Living with a more sporadic or fractured schedule or working in a stressful job can make it difficult to switch off and get the right kind of rest. If you struggle to fall asleep but once you do, stay asleep, you can use Fall Asleep mode to help guide you into the first stage of deep sleep. The two-hour sleep programme guides you into a deep sleep with optional wake-up alarm.
From time to time we all need a nourishing nap. In some professions such as sports and fitness, napping is essential to aiding performance and recovery. Power Nap mode is perfect for planned or impromptu rest, helping you to enjoy a revitalising nap for durations of 30, 45 or 60 minutes.

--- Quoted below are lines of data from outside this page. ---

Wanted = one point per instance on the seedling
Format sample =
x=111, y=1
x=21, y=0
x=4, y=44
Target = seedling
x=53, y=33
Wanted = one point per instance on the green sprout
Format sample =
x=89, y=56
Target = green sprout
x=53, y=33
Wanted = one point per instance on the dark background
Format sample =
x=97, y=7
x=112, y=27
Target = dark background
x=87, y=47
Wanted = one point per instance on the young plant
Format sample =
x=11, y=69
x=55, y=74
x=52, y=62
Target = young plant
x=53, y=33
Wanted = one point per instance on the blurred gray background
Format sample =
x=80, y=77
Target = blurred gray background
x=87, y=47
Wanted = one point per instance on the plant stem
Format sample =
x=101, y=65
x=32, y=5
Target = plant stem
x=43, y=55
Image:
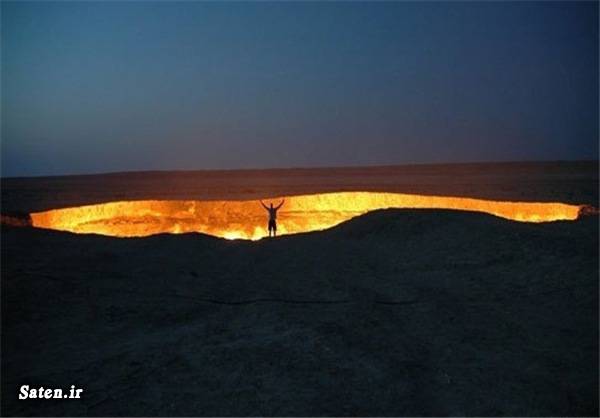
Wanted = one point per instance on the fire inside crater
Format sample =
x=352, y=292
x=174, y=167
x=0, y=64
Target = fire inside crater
x=247, y=219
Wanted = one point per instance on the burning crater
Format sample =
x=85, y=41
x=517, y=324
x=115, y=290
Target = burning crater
x=248, y=219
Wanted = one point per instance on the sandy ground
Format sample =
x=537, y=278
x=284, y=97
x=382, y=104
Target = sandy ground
x=400, y=312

Finally, to ensure you get the best from you SleepHub you should use it in conjunction with other sleep hygiene best practice, including reducing external light in your room, creating a restful environment before bed and regulating room temperature to around 16°C (65°F), as recommended by the Sleep Foundation.
Practice makes permanent
As previously stated, reverting to your natural sleep cycle is like training for any sport and the more often you let your brain ‘practice’ getting back into natural sleep patterns using SleepHub, the better your experience will be.
Your brain has two sides – the left brain and the right brain. A section called the corpus callosum, a thick nerve tract runs down the middle. Practice strengthens the fibres in this part of the brain, allowing information to pass better between the left and right brain. SleepHub uses its left and right speakers to deliver different pure tones to each ear. This means that the more you use SleepHub, the more the fibres in the central part of the brain are strengthened, improving whole brain synchronisation as your brain gets better at passing information back and forth between each side. This strengthening of the brain’s connections is just like muscle growth and it’s called neuroplasticity.
The benefits of whole brain synchronisation can include an increase in overall mental health, enhanced cognitive performance and problem solving ability, better memory and creativity and less anxiety. Studies suggest that the REM stages of sleep play an essential role in strengthening the brain’s ability to memorise information and good sleep can support this. Therefore, getting better sleep can yield better learning results and improve your memory.
For all of these reasons it’s important to maintain the use of your SleepHub long after you have started feeling a difference in order to continue the training of the brain. During development, our tests showed some people report benefits within a few days while others can take several weeks. Each person’s sleep journey is unique but we recommend all users repeat their chosen sleep mode on a nightly or daily basis.